Il progetto si inserisce in un piano d'investimento strategico da 2 miliardi di euro volto a perfezionare la gestione globale di prodotti farmaceutici termosensibili, come vaccini e terapie avanzate (cellulari e geniche).
L'obiettivo è offrire alle grandi organizzazioni sanitarie una visibilità end-to-end impeccabile e un monitoraggio costante lungo tutta la catena del freddo. Grazie a questi nuovi standard di controllo, DHL risponde alla crescente complessità delle esigenze logistiche del settore, assicurando l'integrità dei farmaci durante ogni fase del trasporto aereo.
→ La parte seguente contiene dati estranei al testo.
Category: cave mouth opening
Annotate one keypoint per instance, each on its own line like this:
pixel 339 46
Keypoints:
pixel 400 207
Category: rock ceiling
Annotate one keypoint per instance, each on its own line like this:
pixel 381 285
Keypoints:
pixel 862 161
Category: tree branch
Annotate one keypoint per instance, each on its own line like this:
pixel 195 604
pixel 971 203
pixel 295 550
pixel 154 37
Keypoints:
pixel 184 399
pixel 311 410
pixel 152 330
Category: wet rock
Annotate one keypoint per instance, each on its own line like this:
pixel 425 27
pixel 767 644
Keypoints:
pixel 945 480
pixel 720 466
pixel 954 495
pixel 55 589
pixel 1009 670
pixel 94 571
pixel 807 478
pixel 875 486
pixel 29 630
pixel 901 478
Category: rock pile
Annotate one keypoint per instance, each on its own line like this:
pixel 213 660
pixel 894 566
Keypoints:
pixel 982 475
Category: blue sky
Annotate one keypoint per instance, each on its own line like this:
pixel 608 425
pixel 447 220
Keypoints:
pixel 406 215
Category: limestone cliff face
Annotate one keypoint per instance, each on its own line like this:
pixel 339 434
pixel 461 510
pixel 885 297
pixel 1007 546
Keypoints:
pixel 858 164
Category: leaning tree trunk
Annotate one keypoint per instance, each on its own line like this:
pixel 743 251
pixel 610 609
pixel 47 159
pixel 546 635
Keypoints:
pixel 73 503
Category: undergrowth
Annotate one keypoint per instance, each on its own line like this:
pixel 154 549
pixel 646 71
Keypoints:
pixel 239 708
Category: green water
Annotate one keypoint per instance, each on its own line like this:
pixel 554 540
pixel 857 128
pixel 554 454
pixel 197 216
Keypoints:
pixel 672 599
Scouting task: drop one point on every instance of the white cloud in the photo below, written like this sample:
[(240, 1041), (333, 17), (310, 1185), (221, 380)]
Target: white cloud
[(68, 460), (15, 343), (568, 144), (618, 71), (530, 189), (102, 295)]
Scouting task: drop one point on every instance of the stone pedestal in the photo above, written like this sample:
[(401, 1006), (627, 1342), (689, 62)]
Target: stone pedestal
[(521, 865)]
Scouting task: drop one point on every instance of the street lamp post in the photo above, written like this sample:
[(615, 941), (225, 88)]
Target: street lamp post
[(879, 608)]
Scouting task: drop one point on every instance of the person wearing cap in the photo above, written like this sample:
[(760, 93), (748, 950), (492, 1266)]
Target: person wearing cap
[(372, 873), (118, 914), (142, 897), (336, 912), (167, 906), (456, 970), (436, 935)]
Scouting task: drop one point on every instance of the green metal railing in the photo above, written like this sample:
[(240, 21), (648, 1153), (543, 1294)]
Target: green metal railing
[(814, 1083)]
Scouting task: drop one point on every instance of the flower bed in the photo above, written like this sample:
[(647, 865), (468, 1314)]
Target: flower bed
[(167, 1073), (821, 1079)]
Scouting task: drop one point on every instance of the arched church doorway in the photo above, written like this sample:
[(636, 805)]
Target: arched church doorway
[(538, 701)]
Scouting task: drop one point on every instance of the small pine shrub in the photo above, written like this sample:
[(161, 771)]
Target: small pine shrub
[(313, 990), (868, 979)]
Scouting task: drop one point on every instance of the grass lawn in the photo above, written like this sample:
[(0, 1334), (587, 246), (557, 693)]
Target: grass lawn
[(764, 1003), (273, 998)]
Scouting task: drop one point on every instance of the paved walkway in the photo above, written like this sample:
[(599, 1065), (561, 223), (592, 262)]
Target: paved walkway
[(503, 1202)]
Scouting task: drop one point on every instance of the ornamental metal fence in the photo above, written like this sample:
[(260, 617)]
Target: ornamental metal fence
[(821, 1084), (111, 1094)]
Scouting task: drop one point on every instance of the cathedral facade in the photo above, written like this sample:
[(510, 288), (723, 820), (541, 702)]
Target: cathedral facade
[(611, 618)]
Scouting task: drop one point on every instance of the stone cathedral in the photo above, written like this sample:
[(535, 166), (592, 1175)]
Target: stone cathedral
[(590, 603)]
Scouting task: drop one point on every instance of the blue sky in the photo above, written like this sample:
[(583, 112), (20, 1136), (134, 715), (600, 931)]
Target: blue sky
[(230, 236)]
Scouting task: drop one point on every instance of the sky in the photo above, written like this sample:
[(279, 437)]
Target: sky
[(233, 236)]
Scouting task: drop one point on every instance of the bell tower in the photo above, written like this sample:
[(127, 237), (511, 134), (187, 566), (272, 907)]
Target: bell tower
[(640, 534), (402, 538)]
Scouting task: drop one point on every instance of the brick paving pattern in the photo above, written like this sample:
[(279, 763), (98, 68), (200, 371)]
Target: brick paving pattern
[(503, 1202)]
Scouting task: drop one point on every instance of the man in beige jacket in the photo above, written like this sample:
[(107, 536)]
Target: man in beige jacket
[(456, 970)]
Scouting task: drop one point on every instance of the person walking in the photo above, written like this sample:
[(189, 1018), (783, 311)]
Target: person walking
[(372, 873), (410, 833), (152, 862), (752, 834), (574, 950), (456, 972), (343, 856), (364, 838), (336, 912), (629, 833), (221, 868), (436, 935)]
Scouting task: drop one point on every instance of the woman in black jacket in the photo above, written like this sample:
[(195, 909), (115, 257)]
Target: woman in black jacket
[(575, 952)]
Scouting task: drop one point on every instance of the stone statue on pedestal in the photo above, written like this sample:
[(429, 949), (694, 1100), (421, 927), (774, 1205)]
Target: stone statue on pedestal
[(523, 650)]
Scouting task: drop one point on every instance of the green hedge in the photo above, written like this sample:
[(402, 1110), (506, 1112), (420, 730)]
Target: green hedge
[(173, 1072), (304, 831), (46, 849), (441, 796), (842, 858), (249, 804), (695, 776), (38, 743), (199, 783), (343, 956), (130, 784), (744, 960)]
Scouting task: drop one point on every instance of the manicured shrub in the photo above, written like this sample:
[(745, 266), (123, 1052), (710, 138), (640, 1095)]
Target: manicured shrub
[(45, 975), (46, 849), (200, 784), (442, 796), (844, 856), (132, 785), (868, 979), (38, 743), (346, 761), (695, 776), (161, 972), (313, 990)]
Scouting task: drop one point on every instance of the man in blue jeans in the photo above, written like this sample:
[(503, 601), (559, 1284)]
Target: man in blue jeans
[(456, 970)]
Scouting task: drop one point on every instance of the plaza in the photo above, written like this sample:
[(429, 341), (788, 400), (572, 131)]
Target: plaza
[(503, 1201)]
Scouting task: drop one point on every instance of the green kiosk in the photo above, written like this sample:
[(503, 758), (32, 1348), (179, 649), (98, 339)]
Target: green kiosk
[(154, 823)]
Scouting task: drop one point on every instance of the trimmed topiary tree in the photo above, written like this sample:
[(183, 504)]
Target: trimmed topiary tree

“Le organizzazioni che operano nel settore life science & healthcare si aspettano soluzioni end-to-end per la cold chain affidabili, conformi e trasparenti, e queste aspettative stanno crescendo rapidamente”, ha affermato Oscar de Bok, CEO di DHL Global Forwarding, Freight. “Allo stesso tempo, stanno cercando modi per semplificare le supply chain e ridurre i costi. La nostra rete ampliata riunisce la connettività aerea globale di DHL Aviation, la nostra rete di stazioni conformi al GDP e i nostri importanti investimenti in strutture moderne e a temperatura controllata. Il risultato è una struttura logistica più resiliente ed efficiente per i clienti che dipendono da una qualità impeccabile per fornire terapie critiche ai pazienti”.
Limitando il ricorso a vettori esterni e voli di linea, DHL ottimizza la sicurezza termica e l'integrità delle merci lungo l'intera filiera. Questa autonomia strategica accresce la resilienza logistica di fronte a incertezze geopolitiche e saturazione degli spazi di carico, semplificando al contempo la gestione di normative sempre più rigide. Il potenziamento della rete garantisce nuove risorse per il trasporto di medicinali delicati, integrando oltre 30 scali aeroportuali certificati GDP a livello globale.
Il network parte dal collegamento diretto tra i centri d'eccellenza di Bruxelles (BRU) e Cincinnati (CVG), con l'obiettivo di espandersi progressivamente verso Asia, Medio Oriente e America Latina. L'asse BRU-CVG mette in comunicazione il comparto farmaceutico del Midwest americano con il cuore delle scienze della vita in Europa, offrendo una via preferenziale che evita il traffico degli scali costieri. Tale rotta assicura un transito fluido per biotecnologie e terapie avanzate, grazie anche ai 45.000 mq di aree specializzate presso l'hub belga che preservano lo standard clinico delle spedizioni.